Learning objectives

  • State the reward hypothesis: that goals can be captured by scalar reward signals.
  • Design a reward function for a concrete task and anticipate unintended behavior.
  • Identify and fix “reward hacking” (exploiting the reward design instead of the intended goal).

Concept and real-world RL

The reward hypothesis says that we can capture what we want the agent to do by defining a scalar reward at each step; the agent’s goal is to maximize cumulative reward. In practice, reward design is hard: the agent will optimize exactly what you reward, so oversimplified or buggy rewards lead to reward hacking (e.g. the agent finds a loophole that yields high reward without achieving the real goal). Examples: a robot rewarded for “distance to goal” might push the goal; a game agent rewarded for “score” might find a way to increment score without playing. Self-driving, robotics, and game AI all require careful reward shaping and testing for exploits.

Illustration (reward components): A typical self-driving reward might combine a large positive for reaching the goal, a large negative for collision, and a small negative per step to encourage speed. The chart below shows example magnitudes for each component.

Exercise: Design a reward function for a self-driving car that must reach a destination quickly without collisions. Then identify a potential “reward hacking” scenario where the agent might exploit your function (e.g., spinning in circles). Propose a modification to fix it.

Professor’s hints

  • Typical components: positive reward for reaching the destination, negative for collision, and often a small negative per step (or negative for time) to encourage speed. Write \(r(s,a,s’)\) or \(r(s,a)\) in words or formulas.
  • Reward hacking examples: getting reward for “being close to goal” without actually arriving (agent circles nearby); getting reward for “no collision” by stopping forever; penalizing time in a way that encourages running red lights to save time. Pick one and describe how the agent would exploit it.
  • Fixes: reward only on reaching the goal (terminal), not for proximity; add a time limit or penalty for not making progress; use a penalty for traffic violations; or shape reward to discourage the specific exploit you identified.

Common pitfalls

  • Rewarding the wrong thing: “Distance to goal” can be gamed (move toward goal then away repeatedly if reward is given every step). Prefer terminal success reward or progress that cannot be reversed.
  • Ignoring the agent’s perspective: The agent only sees the reward you give. If you forget to penalize something (e.g. comfort, legality), the agent will ignore it.
  • Over-shaping: Too much reward shaping can make the problem trivial or change the optimal policy. Prefer sparse, clear rewards when possible and add shaping only to help learning.
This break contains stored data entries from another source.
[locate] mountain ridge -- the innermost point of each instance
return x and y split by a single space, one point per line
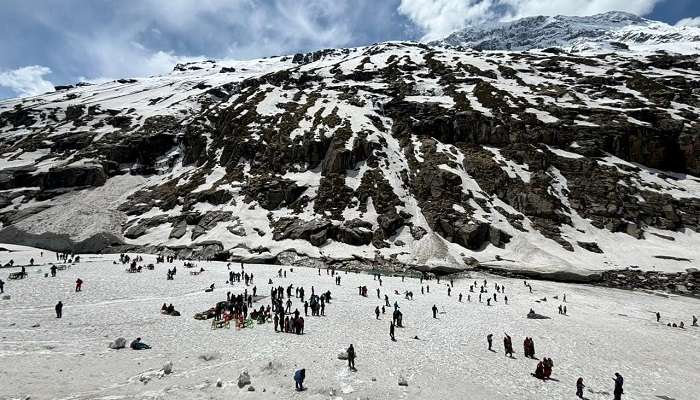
601 32
398 152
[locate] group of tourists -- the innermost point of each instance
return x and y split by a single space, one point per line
544 369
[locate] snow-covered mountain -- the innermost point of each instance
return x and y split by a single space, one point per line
397 152
609 31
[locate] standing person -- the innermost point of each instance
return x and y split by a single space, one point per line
579 388
619 380
299 377
59 309
351 357
508 345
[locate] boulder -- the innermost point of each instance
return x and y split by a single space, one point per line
243 379
118 343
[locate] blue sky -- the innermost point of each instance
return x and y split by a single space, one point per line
47 42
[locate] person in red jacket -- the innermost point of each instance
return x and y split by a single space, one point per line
579 388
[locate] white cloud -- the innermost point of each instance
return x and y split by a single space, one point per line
438 18
526 8
27 81
689 22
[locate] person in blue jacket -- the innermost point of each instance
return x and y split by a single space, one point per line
299 379
618 386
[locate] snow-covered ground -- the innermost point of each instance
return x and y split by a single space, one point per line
606 331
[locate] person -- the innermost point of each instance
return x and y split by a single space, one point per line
579 388
548 364
619 380
351 357
508 345
299 377
137 344
539 371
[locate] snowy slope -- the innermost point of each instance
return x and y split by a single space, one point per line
608 31
423 155
606 331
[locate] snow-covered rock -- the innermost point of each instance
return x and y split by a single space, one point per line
611 31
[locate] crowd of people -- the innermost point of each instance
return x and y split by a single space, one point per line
286 302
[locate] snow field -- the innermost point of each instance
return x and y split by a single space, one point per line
606 331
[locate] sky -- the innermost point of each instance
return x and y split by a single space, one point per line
49 42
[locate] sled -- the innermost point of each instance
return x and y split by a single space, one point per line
17 275
224 323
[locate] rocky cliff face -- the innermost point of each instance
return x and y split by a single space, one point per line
405 152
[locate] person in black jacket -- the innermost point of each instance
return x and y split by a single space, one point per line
617 392
351 357
59 310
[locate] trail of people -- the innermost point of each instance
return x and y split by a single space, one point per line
440 349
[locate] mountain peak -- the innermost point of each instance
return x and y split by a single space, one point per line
611 30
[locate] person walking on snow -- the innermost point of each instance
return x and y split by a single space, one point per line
508 345
619 380
299 377
59 310
351 357
579 388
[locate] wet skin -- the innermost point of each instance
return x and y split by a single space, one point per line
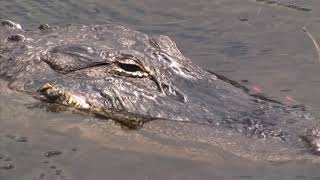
127 76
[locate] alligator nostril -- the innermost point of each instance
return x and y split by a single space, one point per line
44 27
17 37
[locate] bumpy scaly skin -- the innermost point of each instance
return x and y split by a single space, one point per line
132 78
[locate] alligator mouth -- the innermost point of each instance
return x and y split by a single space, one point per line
54 94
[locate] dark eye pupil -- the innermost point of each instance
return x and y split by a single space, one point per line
129 67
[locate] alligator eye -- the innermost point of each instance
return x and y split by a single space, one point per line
129 67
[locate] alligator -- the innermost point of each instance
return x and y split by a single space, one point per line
132 78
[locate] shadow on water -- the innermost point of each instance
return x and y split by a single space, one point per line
260 44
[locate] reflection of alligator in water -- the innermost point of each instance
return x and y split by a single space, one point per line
289 5
129 77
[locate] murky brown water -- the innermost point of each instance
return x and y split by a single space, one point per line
242 39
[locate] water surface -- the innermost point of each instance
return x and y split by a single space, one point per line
260 43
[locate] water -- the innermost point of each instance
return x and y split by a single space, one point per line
242 39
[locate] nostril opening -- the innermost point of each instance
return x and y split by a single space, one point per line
129 67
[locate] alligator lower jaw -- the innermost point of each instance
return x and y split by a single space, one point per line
53 94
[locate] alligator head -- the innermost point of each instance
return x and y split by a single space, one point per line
133 78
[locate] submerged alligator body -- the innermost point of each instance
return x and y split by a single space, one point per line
132 78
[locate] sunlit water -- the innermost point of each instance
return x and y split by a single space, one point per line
241 39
Worked solution (warm-up: reward hacking in a game)

Warm-up: Give one example of reward hacking in a video game (e.g. “kill enemies” leading to farming spawn points). How would you change the reward to reduce the exploit?
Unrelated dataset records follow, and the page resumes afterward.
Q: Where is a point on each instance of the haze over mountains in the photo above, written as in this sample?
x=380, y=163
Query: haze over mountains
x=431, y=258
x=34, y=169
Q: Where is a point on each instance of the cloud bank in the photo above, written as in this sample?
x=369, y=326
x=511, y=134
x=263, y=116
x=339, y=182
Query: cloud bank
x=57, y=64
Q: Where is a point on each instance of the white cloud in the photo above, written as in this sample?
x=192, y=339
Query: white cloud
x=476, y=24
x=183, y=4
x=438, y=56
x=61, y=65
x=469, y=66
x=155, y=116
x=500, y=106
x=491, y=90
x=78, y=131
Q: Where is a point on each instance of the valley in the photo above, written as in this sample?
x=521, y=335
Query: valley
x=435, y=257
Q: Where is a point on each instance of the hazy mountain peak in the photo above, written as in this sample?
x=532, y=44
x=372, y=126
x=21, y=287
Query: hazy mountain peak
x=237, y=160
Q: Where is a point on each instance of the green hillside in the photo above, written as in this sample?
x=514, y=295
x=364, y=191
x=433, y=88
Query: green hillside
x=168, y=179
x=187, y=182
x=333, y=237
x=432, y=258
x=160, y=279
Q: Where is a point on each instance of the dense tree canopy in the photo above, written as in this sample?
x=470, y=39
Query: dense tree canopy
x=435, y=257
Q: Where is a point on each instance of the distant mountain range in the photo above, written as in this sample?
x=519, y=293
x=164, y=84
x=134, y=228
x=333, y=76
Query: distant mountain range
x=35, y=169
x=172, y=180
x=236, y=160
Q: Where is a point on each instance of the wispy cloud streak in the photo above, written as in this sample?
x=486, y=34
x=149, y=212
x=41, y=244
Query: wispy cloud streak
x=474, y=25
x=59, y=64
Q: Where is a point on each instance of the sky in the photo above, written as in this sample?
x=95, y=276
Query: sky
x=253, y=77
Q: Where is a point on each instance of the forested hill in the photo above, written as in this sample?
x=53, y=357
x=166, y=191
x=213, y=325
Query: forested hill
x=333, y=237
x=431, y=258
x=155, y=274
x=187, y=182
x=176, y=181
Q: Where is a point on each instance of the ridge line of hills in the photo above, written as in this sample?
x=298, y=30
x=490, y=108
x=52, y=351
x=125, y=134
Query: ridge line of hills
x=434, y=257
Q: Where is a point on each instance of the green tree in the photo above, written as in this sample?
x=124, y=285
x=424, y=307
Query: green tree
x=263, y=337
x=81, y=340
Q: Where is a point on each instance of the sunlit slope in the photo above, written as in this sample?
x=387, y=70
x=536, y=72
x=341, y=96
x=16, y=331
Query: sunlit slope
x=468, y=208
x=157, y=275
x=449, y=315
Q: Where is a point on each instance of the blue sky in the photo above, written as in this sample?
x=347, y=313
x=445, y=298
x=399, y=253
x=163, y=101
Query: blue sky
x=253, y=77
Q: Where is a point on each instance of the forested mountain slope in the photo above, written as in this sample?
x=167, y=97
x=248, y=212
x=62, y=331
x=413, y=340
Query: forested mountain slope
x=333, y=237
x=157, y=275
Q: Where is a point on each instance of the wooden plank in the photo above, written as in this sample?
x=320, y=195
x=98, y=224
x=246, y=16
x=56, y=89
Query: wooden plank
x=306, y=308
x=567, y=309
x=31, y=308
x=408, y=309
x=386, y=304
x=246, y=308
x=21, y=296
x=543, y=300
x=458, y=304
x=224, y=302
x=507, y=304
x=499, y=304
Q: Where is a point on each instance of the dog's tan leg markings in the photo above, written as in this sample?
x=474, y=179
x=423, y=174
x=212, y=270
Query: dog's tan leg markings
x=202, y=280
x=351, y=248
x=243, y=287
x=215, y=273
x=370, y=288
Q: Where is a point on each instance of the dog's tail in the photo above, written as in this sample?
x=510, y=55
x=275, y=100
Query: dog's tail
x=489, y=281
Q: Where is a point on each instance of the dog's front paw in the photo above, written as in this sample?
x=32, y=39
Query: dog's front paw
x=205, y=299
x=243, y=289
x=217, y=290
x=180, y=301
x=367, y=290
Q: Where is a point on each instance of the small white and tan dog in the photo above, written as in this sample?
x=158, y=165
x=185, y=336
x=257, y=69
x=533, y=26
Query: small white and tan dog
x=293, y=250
Example: Reward = +1 per enemy killed. The agent discovers that standing near a spawn point yields a steady stream of respawning enemies and thus very high reward without completing the level or taking risk.
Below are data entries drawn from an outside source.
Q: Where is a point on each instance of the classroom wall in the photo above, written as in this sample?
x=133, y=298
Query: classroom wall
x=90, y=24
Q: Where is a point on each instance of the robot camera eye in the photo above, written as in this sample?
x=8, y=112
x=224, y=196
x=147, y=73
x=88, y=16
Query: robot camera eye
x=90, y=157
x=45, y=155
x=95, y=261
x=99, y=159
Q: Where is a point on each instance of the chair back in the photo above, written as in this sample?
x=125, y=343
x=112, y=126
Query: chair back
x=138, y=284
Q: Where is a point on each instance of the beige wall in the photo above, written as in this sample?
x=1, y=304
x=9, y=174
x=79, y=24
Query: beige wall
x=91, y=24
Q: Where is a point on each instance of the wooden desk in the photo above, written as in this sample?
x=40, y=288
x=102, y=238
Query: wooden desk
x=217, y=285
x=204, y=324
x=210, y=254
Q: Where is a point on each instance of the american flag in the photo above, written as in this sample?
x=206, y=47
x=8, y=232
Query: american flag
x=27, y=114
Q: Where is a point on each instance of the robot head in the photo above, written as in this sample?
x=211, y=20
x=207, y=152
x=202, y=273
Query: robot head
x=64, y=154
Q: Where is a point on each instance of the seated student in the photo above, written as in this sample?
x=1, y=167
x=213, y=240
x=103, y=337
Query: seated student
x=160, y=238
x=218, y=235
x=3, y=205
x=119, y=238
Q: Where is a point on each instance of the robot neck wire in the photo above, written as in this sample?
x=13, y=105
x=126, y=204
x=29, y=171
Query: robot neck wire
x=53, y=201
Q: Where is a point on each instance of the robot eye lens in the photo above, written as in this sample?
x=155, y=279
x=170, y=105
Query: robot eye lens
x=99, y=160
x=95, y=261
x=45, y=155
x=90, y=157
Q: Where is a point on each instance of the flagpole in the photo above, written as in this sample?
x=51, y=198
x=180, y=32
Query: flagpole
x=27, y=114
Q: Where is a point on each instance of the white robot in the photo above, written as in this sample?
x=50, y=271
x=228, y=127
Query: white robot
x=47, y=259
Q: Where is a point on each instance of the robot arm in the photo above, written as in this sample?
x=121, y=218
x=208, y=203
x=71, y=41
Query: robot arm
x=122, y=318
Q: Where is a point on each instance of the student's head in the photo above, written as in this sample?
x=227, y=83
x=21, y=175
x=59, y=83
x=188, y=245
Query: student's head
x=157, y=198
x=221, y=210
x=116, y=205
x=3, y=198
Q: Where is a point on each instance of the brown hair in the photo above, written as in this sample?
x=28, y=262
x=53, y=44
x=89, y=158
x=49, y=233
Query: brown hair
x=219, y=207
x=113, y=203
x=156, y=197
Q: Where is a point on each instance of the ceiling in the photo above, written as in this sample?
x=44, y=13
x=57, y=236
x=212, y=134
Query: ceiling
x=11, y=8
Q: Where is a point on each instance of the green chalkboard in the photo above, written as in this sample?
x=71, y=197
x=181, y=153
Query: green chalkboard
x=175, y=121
Fix: (1) Reward only for level completion or objectives (e.g. reach exit, defeat boss), not per kill. (2) Or cap reward per time window / per spawn region so that farming one spot has diminishing returns. (3) Or add a time penalty so that delaying (farming) reduces total return. The key is to tie reward to the intended goal (finish the level) rather than to a proxy (raw kill count) that can be gamed. In RL we always optimize the reward we define—so the design must match the real goal.

Extra practice

  1. Warm-up: Give one example of reward hacking in a video game (e.g. “kill enemies” leading to farming spawn points). How would you change the reward to reduce the exploit?
  2. Coding: Write a Python function that takes a reward function (state, action → float) and a list of trajectories (each a list of (s, a, r) tuples) and returns the mean return per trajectory. Test with a small hand-made trajectory.
  3. Challenge: Design a reward for a warehouse robot that must pick items and place them in bins. List at least two possible reward hacks and how you would modify the reward to address them.